(A/N) I'm just going to blithely continue this even though I have only two reviewers (thank you Wryn Flint and Thessaly) because Regulus will not get out of my head.
Regulus Black, age thirteen, stared out of his window at the stars, going through their names in his head. He was the only one in his year who had gotten full marks on every astronomy exam, and he never studied. Each star up there was a name and a face and a history. Cousin Andromeda, Cousin Bellatrix, Second Cousin Altair, First Cousin Once Removed Polaris, Great-Great Aunt Capella. Sirius. It was an odd way to mourn his brother, to sit and stare at the sky. Sirius had always hated sitting still, and had never been much of a stargazer either. Sirius had been one to get things done, and laugh while he was at it. He could talk you into things you'd never think of doing on your own, then talk you out of trouble afterwards.
He had been able to. Past tense. Sirius Nigellus Black had died that morning, so far as his family was concerned. He'd run away, abandoning a privileged life as a proper Black to live with his mudblood muggle-loving friends. When Mrs. Black had found her son's note, she'd grabbed Regulus' arm and dragged him to the upstairs parlor, shoving him into one of the black horsehair chairs with more force than she usually used on Kreacher. Huddled there, Regulus watched as she approached the Family Tree, a tree of stars held together in odd constellations that didn't match the ones he saw in the sky at night. Here and there in the odd patterns were supernovas, spiky and burnt at the edges, black as soot rather than silk thread, where a name and a star were obscured. Sometimes Regulus had sat in this room, studying the family history there on the wall, remembering the names and deeds of his ancestors, giving them what immortality and love he could, and sometimes wondering about the ones who were burnt out. What had they done to get that way? Who had they been? What had meant to do?
"Look, you!" Mrs. Black shrieked, calling Regulus' attention to the newest burnt mark, right next to his name, so close the a trail of soot split the R in half. "Do you see? Do you understand?"
Yes, Regulus understood. Sirius was dead, a supernova, gone and forgotten, a name no child would ever sit and study and wonder about, just another spot of soot on the wall. "Yes, Mama. I understand."

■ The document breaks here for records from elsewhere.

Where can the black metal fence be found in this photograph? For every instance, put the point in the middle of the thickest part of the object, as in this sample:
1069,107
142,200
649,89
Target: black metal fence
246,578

He accepted the implicit agreement in that statement. He would never be Sirius, never recognize him as a brother, never ever love him like he was Family. Not that Sirius had ever been a loving brother. Ever since he'd gone off to Hogwarts and been Sorted into Gryffindor, their mother had made a pet of Regulus. By the time Sirius was home again, more moody and abrasive than ever, Regulus, young enough that he still believed his mother implicitly, hated his brother. And that hate was returned tenfold when, two years later, Regulus was Sorted into Slytherin, like a good Black.

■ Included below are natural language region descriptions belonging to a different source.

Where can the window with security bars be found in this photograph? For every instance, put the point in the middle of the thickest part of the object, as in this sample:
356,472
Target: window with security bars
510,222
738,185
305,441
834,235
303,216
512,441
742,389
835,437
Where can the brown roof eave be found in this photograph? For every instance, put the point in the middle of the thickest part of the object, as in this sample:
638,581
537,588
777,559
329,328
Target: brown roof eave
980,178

Ever since then, all Regulus' memories featured Sirius shouting, Sirius sulking, Sirius scowling. In only one did his brother smile, and that was when Regulus had, just once, caught sight of Sirius alone with his friends, laughing at some joke. Then Sirius had seen his brother and the laugh morphed in a scowl, a shout of "What'd you think you're looking at?" before Regulus could duck out of sight.
Ranging his mind back, Regulus searched for some memory, any memory, before they hated each other. Finally it came. It was fuzzy, more an impression than a memory. Just the light of bright sun in a green garden and the feeling of hands helping him up. And a high child's voice crying, "Look, Baby, you got half way across!"
It would have to do. Letting the memory float out into the night Regulus sat vigil for his brother. Tomorrow, he wouldn't have a brother, would never have had a brother, would never have known anyone named Sirius Nigellus Black. But tonight, just for tonight, he would watch the brightest star flicker in the sky and remember a name and a face and a history.